Dada a forte demanda pelo direito à informação sobre os produtos presentes nos alimentos, 70% dos participantes afirmaram que perderiam a confiança em uma marca se fosse descoberto que seus produtos contêm ingredientes geneticamente modificados, e essa informação não estivesse exibida no rótulo. Por sua vez, 40% das pessoas que responderam à pesquisa disseram que teriam mais confiança em marcas que se comprometessem com uma política de não transgênicos.

- O debate global sobre alimentos transgênicos cresceu, já que a Europa introduziu ontem uma legislação mais rígida sobre a rotulagem de transgênicos, garantindo a rastreabilidade - disse Xu Lijun, da Campanha de Engenharia Genética do Greenpeace na China.

Xu Lijun no momento está no Brasil, participando de atividades de consumidores no Rio Grande do Sul.

- Os consumidores estão enviando um claro sinal para a indústria alimentícia de que exigem o direito de escolher. As companhias arriscam perder um mercado significativo, além da confiança das pessoas, se apostam nos transgênicos - disse.

A coordenadora da Campanha de Engenharia Genética do Greenpeace no Brasil, Mariana Paoli, acredita que esta é uma "oportunidade de ouro" para o país.

- Com a crescente rejeição dos consumidores chineses aos alimentos transgênicos, o Brasil tem uma oportunidade única frente aos seus concorrentes, como EUA e Argentina, por ser o maior produtor de soja não transgênica do mundo. Esta oportunidade pode ser perdida caso o país adote o plantio de soja transgênica em larga escala. O Brasil é o único país capaz de atender à demanda crescente no mercado internacional pelo grão não transgênico - disse.


A China é o centro de origem e diversidade da soja, com mais de seis mil variedades da espécie, correspondente a 90% do total existente no mundo. O país, que proíbe o plantio comercial da soja geneticamente modificada, importou 20,7 milhões de toneladas do grão em 2003. Especialistas chineses estimam que mais de 70% da soja importada pelo país é transgênica, já que a maior parte vem dos EUA, Argentina e Brasil. As importações de soja transgênica em larga escala correspondem a uma ameaça para a biodiversidade da espécie, pois pode acarretar a contaminação genética das variedades tradicionais.

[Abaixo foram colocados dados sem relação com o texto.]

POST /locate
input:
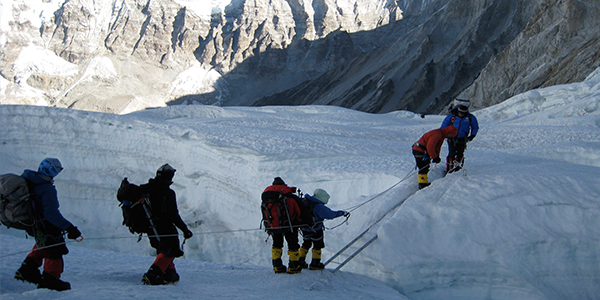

A China está importando mais soja para atender à demanda crescente de carne e óleo, e os consumidores de seus centros urbanos estão reforçando suas exigências pelo direito a um alimento saudável. No ano passado, uma mãe de Xangai, Zhu Yanling, processou judicialmente a gigante Nestlé por não rotular um produto transgênico que ela comprava para seu filho de dois anos de idade. A pesquisa do Research International também apontou que 55% dos participantes não comprariam alimentos com OGMs para seus filhos.